それは、明け透けなものいいをしている美少女、|浅井ゆうである。


 短髪で凜とした顔つきをしている。背は高めで、いかにもなスポーツ系だ。中性的なかわいさを持ち合わせている。


「よくないよ。志水くんに意地悪してあげないで。ご褒美になっちゃうから」


 おそらくこの子が三人目、神奈かんなだろう。


 清楚でおとなしいという印象だ。ミステリアスさを感じる。


「たしかにご褒美かもな~。男子はみなエムの気質があるらしいしなぁ」

「俺をそのくくりに入れないでもらいたい」

「おっ、反論とはいい度胸だ。私たちが三大美少女であるとご存じないかな?」


 自分からいうのかよ。そんな考えがよぎる。


「さっき説明したとおり、悠と神奈。私の大事な友達」


 瑠璃子、悠、神奈。これで三大美少女が完成する。


 本物を間近で見ると、放たれるオーラが半端ではない。互いに影響し合って、高めあっている。


 そのなかに俺がいるのは場違いだ。


 実際、周りからの目線はやや冷たい。


 なぜあんな男が?


 三大美少女に男の影か?


 なんて声が聞こえそうだ。本当にいってるかはさておき、疑惑の視線を感じる。


「香月さん、俺が同席してもいいんですかね」

「だめなわけないよ。一誠くんは大事なクラスメイトなんだから。ね?」


 悠と神奈はうんうんとうなずいていた。


「ほら、ダメな理由なんてないよね。周りなんて気にせずに、楽しく食べようよ」

「そうだね。じゃ、さっそく注文しにいきますか」


 俺と香月さんだけが注文を終えていない状況だ。


 券売機の列に並び、食券を調達する。


 メニューを見る。選ぶものは決まっていた。


「俺は『闇の暗黒カレー』でいきます」

「やっぱり? 闇病学園の名物だもんね」



 本作(?)『最凶ヤンデレ学園』には食堂での食事シーンがある。


 そのなかで出てきたのが、「闇の暗黒カレー」だ。


 イカスミでも入ってるかと疑いたくなるような黒いルーが特徴だ。味の方は意外に悪くないとのこと。

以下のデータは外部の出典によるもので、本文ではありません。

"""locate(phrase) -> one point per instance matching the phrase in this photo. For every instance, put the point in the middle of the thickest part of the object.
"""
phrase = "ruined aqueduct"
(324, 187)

 あくまで主人公のモノローグからの情報。主観でしかない。


 本当にうまいのかは、自分の舌で確認するしかないのだ。


「私も暗黒カレーでいこうかな。ちょっと辛くてヒリヒリするけど」

「あまり無理はしないでくださいよ」

「大丈夫。私、強いから」


 カレーは他のメニューよりも早く提供される。なので、さほど待たずに席に戻れた。


「へぇ、おそろいなんだ。なるほどなるほど」

「悠ちゃんはすーぐ恋愛話に繋げるんだから。お互いに食べたいのを選んだだーけ」

「真相はどうなんだろ? 気になるなー」


 悠の、ぐいぐい迫ってくるところが全面に出ている。


 恋愛面に関しても、積極性が現れていた記憶がある。


 ふだんは男っぽくもあり頼りがいのある悠は、いざ主人公を前にすると急に乙女の部分を見せる。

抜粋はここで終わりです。